LeetCode 242. Valid Anagram

Valid Anagram

Given two strings s and t, return true if t is an anagram of s, and false otherwise.

An Anagram is a word or phrase formed by rearranging the letters of a different word or phrase, typically using all the original letters exactly once.

Two strings are anagrams of each other if they are the same length and contain the same characters. The length is straightforward to verify, just compare the number of characters in each string. Comparing the content of the two strings is where things could get slightly complicated. We could create two HashMaps that contain the unique characters of each string along with a count of the number of times that character occurs. We could also just sort the two strings and compare the result. Is there a simpler way?

Frequency Counter

What if we create an array of length 26 to count the frequency of each character in the string? The problem constraints state the both strings consist of lowercase english characters, so there could be at most 26 unique characters in each string. After creating the frequency array, we can loop through the first string, increasing the count in the array for the appropriate character as they are seen. We then loop through the second string, decreasing the count at the appropriate index in the array for each character seen. In this second loop, if the frequency index for the current character is ever less than 0, we immediately know that the two strings are not anagrams.

We don’t need to check that all frequencies equal zero after the second loop because we have already confirmed that both strings are the same length. We only care if a frequency is ever less than zero, because that indicates that somewhere in the strings there is a character mismatch.

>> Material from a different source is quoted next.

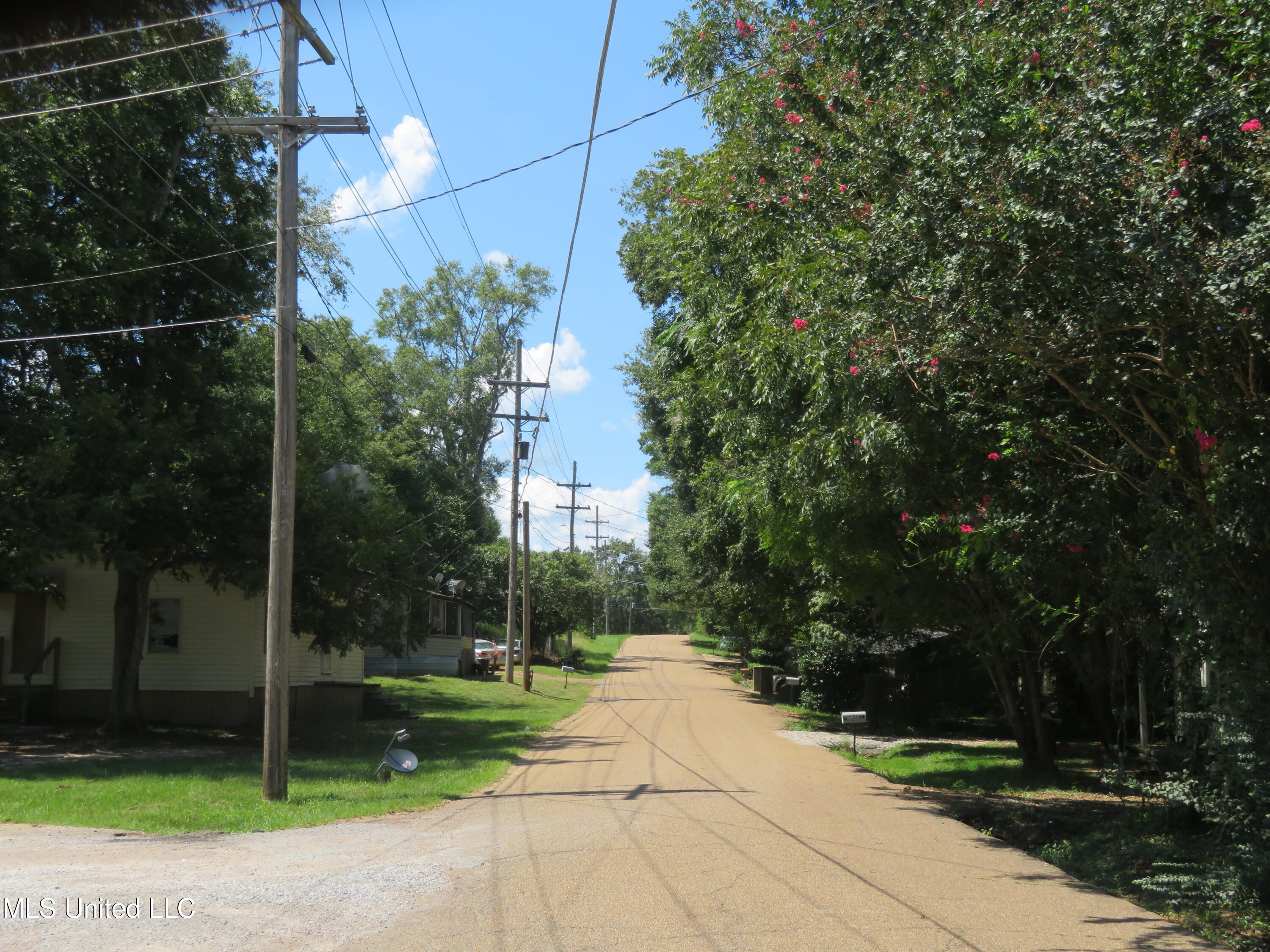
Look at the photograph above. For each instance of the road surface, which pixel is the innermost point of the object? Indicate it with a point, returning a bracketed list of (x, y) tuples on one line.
[(667, 814)]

    public bool IsAnagram(string s, string t) 
    {
        if(s.Length != t.Length){
            return false;
        }
        
        int[] charCount = new int[26];
        for(int i = 0; i < 26; i++){
            charCount[i] = 0;
        }
        
        for(int i = 0; i < s.Length; i++){
            charCount[s[i] - 'a']++;
        }
        
        for(int i = 0; i < t.Length; i++){
            charCount[t[i] - 'a'] --;
            if(charCount[t[i] - 'a'] < 0){
                return false;
            }
        }
        
        return true;
    }

Our frequency counter solution has a time complexity of $O(n+n)$, which is really just $O(n)$. Our space complexity is $O(26)$, which is really just constant time $O(1)$.